When the body of a young woman with seemingly identical but this time fatal wounds to Kirby’s is discovered in the city’s sewers, she joins forces with reporter Dan (Wagner Moura) to investigate and track down what seems to be, despite impossible timelines crisscrossing decades, a serial killer. The viewer is far ahead of them here – possibly too far, making the pair seem slightly dim rather than dogged – because we have seen the mysterious man at work. The man is Harper (played very unsettlingly and very brilliantly by Jamie Bell) and he seems unstoppable as he chooses his next victim, astronomer Jin-Sook (Phillipa Soo), whose job hints at the physics and metaphysics that will play a part in unravelling the knotty plot.
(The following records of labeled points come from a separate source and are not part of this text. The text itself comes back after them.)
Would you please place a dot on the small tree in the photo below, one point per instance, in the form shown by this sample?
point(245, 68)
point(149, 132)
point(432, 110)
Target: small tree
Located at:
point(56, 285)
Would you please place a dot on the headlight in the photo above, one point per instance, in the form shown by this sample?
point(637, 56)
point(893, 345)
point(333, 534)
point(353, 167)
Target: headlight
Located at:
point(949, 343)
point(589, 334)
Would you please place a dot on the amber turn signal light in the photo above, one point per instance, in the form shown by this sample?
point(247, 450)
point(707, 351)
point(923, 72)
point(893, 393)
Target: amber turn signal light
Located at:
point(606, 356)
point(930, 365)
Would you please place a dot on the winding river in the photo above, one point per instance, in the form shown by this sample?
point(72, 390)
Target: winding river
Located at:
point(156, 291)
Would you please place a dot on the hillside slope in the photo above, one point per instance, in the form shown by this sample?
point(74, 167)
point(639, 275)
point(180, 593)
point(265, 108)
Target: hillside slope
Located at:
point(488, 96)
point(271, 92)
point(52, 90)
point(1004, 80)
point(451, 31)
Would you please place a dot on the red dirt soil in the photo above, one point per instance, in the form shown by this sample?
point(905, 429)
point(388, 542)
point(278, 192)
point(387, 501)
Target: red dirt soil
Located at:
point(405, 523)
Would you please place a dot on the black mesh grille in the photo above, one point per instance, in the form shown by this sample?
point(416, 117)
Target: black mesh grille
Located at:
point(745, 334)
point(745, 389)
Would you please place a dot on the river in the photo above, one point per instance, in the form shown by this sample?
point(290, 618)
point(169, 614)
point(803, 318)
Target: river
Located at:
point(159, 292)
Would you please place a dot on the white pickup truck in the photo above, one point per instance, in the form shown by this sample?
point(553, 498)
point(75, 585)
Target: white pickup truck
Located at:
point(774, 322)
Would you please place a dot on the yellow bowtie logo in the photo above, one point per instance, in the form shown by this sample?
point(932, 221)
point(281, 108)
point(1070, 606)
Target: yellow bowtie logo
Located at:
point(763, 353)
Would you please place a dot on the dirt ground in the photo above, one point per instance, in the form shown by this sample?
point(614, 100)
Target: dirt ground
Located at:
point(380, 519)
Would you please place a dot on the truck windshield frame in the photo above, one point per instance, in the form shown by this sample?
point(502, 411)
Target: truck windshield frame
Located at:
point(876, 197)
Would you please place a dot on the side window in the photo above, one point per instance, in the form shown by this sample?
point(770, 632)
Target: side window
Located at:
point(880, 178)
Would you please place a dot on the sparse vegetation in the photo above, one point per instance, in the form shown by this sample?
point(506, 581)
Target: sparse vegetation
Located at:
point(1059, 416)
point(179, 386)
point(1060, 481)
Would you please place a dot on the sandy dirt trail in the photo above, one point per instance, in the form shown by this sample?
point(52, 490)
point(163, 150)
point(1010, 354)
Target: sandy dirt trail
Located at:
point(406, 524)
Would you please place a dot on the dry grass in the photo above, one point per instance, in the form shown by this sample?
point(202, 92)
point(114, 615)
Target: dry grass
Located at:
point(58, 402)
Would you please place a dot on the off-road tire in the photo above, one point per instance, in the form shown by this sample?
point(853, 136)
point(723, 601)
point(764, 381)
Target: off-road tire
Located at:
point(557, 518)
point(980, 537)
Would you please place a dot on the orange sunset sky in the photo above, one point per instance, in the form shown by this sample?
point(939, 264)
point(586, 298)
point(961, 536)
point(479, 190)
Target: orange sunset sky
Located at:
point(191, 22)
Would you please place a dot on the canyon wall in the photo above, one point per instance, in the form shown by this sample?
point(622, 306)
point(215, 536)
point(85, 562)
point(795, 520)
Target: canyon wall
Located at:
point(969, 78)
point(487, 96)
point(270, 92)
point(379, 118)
Moss is, as ever, ferociously intense and attentive to the minutest shift in her character’s mood or suffering. She is unflinching and unsentimental in every role she takes, and you couldn’t hope for a better anchor for a project that could easily otherwise become hokey. Time travel is frequently less of a high concept than a deep trap, which is why Russian Doll – also grounded by a powerhouse performance by a female lead – remains such a marvel.

When you add Moss’s remarkable, nuanced performance to the slightly slow pacing and the audience being arguably too far ahead of the protagonists, Shining Girls works better as a character study than a thriller (though it’s certainly worth watching as the latter). Kirby’s constant renegotiation of a world that changes without notice or permission around her is as fine an evocation of the profound and lingering results of trauma as you’ll see. To live a life suddenly full of unknowns, with the familiar made unfamiliar, the trustworthy now tainted by terrible knowledge, is something anyone who has been assaulted will recognise. One reality is replaced by another and another and another as you take two steps forwards and one back towards a new normality. Even as the female victim count adds up, Shining Girls keeps its integrity and never backs away from this underlying truth.